# Fence Fighting



## davetgabby (Dec 29, 2007)

Any of you have adjoining fences with neighbour who also has a dog. ? Quite often this can lead to barrier frustration with the dogs or just one dog. Here is a good video on how to solve this sort of problem. http://www.video.clickertraining.com/canis/winners/2011/premack


----------



## Suzi (Oct 27, 2010)

Darn it I cant get the video to play and we have a fence problem. I was able to watch the kong video.
My neighbor has 4 dogs two big labs and two smaller dogs. Maddie and Zoey act like killers when the are at opposite sides of the fence. And the two larger dogs don't seem to scare them at all. I know if the fence wasn't their under supervision they could be friends. That's on my to do list maybe one dog at a time? The fence is just a x pin that blocks in my back yard their is a drive way and garage on the other side of my fence. My neighbor has a barbecue and patio table out their. The Sisters also bark at the people if their out sitting, cooking ect. I can get them to calm down with the humans by distraction or having them come to the fence and say hi.
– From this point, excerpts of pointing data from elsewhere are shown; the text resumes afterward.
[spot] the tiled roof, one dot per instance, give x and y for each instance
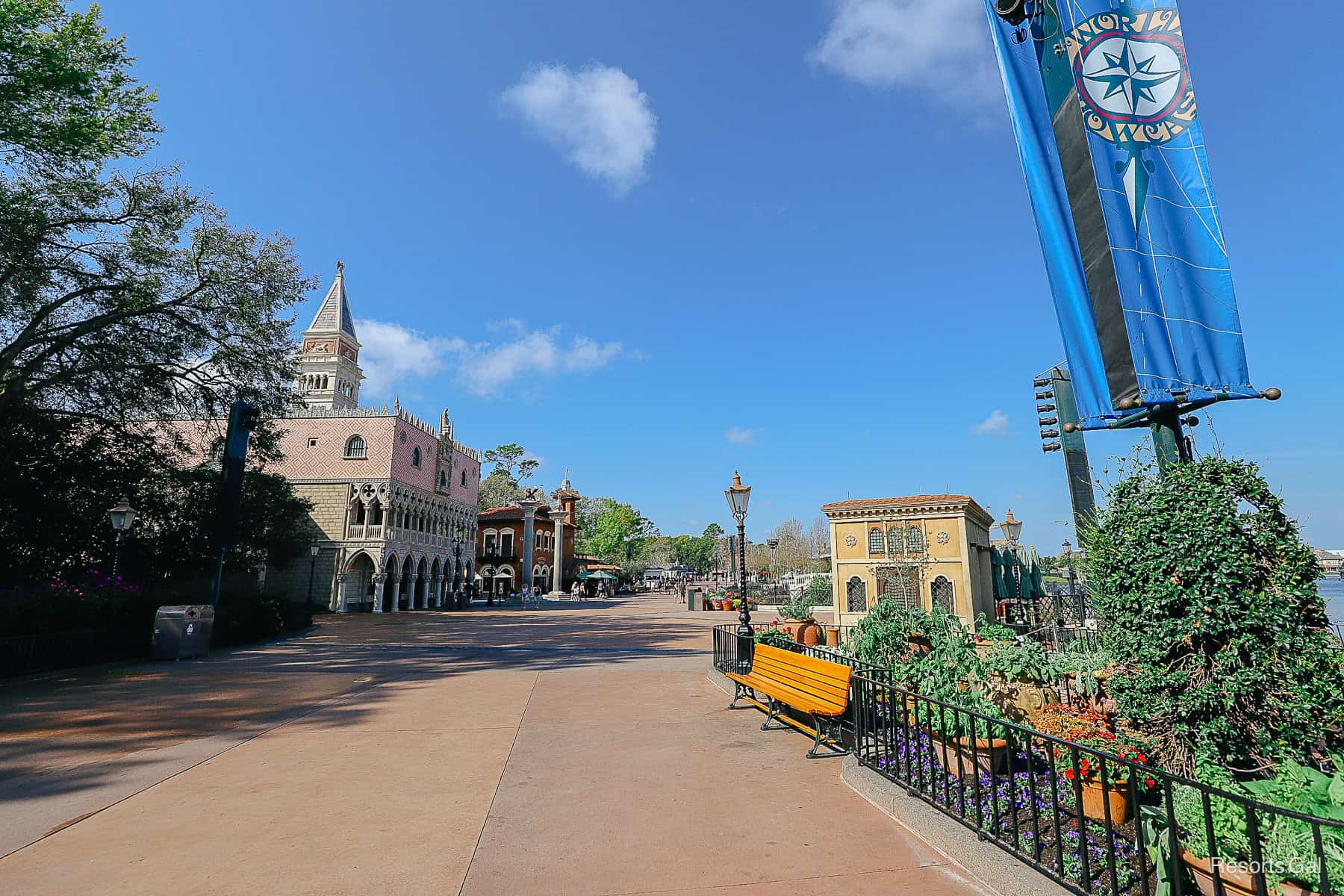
(862, 504)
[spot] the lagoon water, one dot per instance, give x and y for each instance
(1332, 591)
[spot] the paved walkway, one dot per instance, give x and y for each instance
(574, 750)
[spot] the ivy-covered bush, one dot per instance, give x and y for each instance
(1207, 595)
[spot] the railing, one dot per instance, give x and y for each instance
(20, 655)
(1090, 821)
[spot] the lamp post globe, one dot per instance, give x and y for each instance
(121, 516)
(738, 497)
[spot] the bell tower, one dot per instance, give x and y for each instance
(329, 361)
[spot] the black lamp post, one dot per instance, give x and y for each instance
(121, 514)
(1073, 588)
(314, 550)
(457, 568)
(1011, 528)
(738, 497)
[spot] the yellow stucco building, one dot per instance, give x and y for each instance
(925, 548)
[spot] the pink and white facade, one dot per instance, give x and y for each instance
(394, 499)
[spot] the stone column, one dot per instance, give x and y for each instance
(558, 559)
(340, 593)
(529, 538)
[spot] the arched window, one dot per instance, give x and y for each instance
(944, 594)
(856, 594)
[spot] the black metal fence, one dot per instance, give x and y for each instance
(1089, 820)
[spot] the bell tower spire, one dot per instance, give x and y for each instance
(329, 361)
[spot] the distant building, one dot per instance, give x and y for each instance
(394, 499)
(925, 550)
(1330, 561)
(503, 561)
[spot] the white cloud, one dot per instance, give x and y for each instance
(937, 47)
(598, 117)
(739, 435)
(485, 368)
(394, 354)
(994, 425)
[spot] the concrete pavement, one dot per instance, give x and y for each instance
(576, 750)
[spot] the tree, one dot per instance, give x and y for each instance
(67, 100)
(1207, 593)
(612, 529)
(503, 487)
(512, 461)
(125, 297)
(497, 491)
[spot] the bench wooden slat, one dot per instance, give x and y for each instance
(806, 682)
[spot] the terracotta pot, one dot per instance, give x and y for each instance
(1095, 801)
(1236, 883)
(983, 758)
(809, 633)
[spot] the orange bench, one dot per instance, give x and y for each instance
(816, 687)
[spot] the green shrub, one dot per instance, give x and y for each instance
(1207, 593)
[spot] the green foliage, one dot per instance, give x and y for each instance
(819, 591)
(994, 630)
(776, 638)
(511, 460)
(1078, 662)
(613, 531)
(497, 491)
(1209, 595)
(1290, 845)
(799, 608)
(1014, 662)
(67, 99)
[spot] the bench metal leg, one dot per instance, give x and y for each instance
(828, 736)
(771, 716)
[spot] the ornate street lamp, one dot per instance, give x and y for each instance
(122, 516)
(314, 550)
(738, 497)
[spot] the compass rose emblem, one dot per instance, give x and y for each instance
(1133, 85)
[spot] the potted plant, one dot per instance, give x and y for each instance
(1102, 797)
(797, 615)
(1019, 676)
(1284, 840)
(992, 633)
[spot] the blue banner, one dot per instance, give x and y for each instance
(1104, 111)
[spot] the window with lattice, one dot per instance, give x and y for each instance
(944, 594)
(856, 594)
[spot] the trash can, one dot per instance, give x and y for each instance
(183, 632)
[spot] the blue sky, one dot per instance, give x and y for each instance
(658, 242)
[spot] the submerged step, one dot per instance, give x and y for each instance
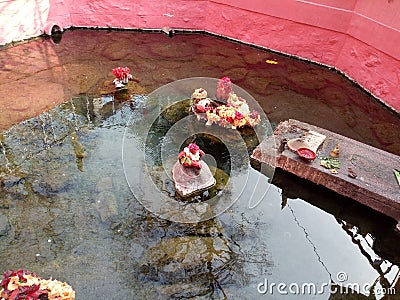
(361, 172)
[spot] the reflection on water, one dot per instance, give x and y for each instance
(66, 211)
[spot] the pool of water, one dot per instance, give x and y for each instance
(76, 219)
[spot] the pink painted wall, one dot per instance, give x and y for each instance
(359, 37)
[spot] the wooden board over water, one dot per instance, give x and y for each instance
(375, 184)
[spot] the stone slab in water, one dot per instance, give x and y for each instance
(189, 181)
(375, 185)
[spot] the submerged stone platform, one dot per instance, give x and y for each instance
(365, 174)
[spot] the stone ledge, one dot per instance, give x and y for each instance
(375, 185)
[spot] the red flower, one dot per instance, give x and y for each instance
(254, 115)
(121, 72)
(224, 88)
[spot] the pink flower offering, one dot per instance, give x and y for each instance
(190, 156)
(224, 88)
(193, 148)
(306, 153)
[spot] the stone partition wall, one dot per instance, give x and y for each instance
(359, 37)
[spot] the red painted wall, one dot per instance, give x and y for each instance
(359, 37)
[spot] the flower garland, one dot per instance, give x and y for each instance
(235, 114)
(190, 156)
(25, 285)
(122, 76)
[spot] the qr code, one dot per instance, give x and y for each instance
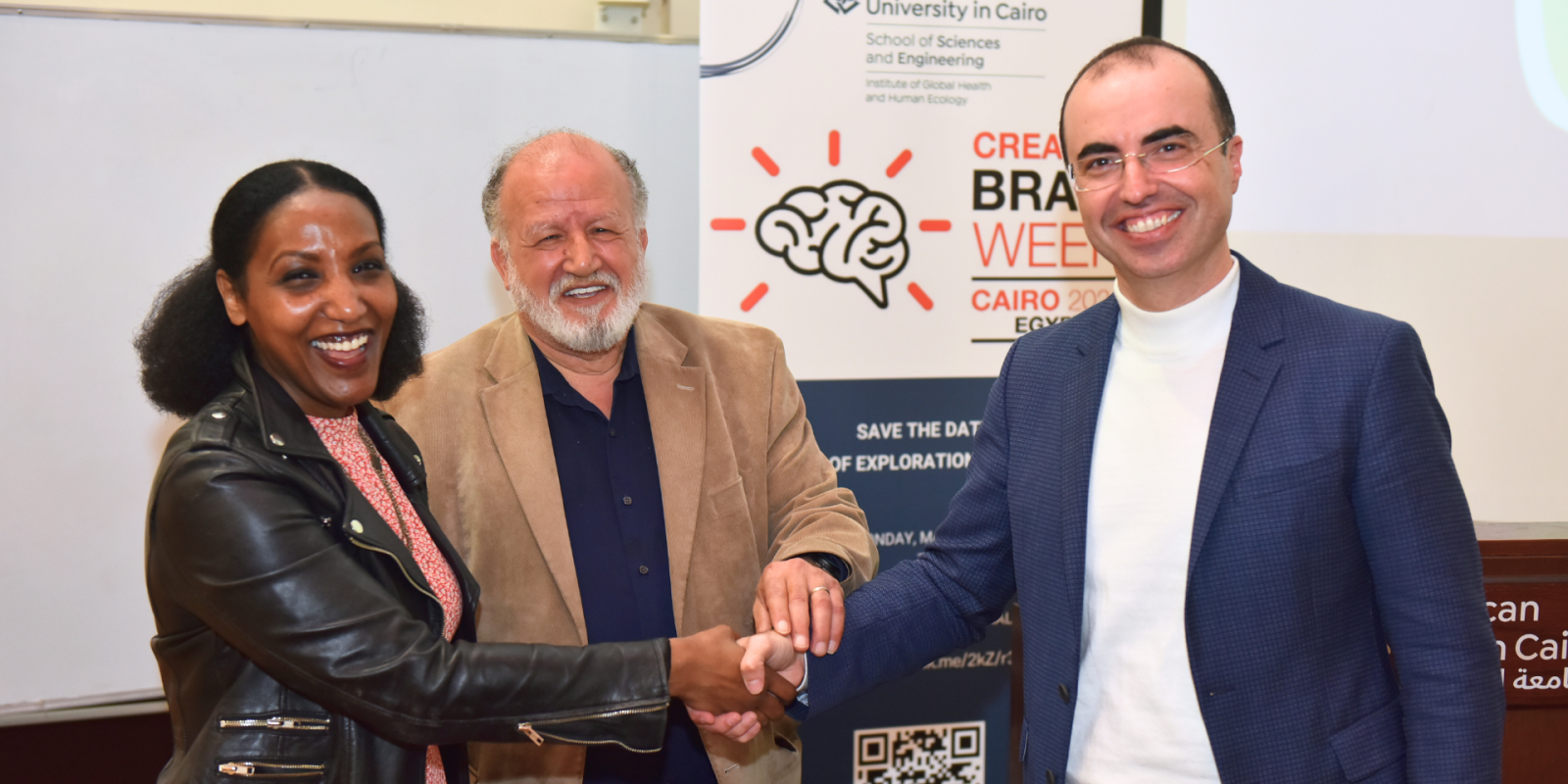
(921, 755)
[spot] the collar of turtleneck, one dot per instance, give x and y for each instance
(1183, 331)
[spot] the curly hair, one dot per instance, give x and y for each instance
(185, 344)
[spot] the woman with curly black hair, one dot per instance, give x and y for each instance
(313, 621)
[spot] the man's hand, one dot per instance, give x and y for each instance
(705, 673)
(765, 653)
(799, 600)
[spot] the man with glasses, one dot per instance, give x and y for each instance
(1227, 507)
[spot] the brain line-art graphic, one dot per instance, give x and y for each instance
(843, 229)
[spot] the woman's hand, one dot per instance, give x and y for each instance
(765, 655)
(705, 673)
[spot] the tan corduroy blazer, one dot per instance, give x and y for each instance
(744, 483)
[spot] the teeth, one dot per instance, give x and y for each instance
(342, 345)
(1149, 224)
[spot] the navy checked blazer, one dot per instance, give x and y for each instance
(1330, 529)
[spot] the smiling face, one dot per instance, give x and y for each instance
(569, 248)
(318, 300)
(1162, 232)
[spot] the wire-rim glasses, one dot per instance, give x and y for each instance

But the dogs is a different story.


----------



## davetgabby (Dec 29, 2007)

not sure Suzi why you can't get the video, but you're right, the best thing is to be introduced to these dogs if possible .


----------



## Suzi (Oct 27, 2010)

The video finally came on. That situation is different because her dogs were behind a solid fence. I have to hold mine to keep it from falling over. I don't think I could do that type of training while the six dogs are all acting like they want to kill each other. I can however try the clicker training when the human folks are out their.


----------



## davetgabby (Dec 29, 2007)

Suzi said:


> The video finally came on. That situation is different because her dogs were behind a solid fence. I have to hold mine to keep it from falling over. I don't think I could do that type of training while the six dogs are all acting like they want to kill each other. I can however try the clicker training when the human folks are out their.


generally speaking what you're saying is true, Suzi, . It is very difficult to train anything in dogs when they are stressed. Without going into a narrative on how the Premack Principle works., I will just say , study the video, get the general gist of it and try it. Try it over time and see what happens. . It's not necessarily the fact of the fence blocking the view, so much as it blocks their access. Give it a whirl, you already know clicker training, so just watch the video a few times and see what happens.


----------



## Murphysmom2011 (Apr 24, 2012)

Thanks for posting this Dave. I am dealing with this issue right now with Murphy. There is a golden next to us and Murphy and Riley love to bark at each other. I am trying to get Murphy to stop as one time he was jumping on the fence and got his paw stuck.

I will say as I was watching the video, Murphy heard the barking on the computer and started his huffing and ran to the back door to go outside and bark at Riley :laugh:

This make take me awhile....

Diane


----------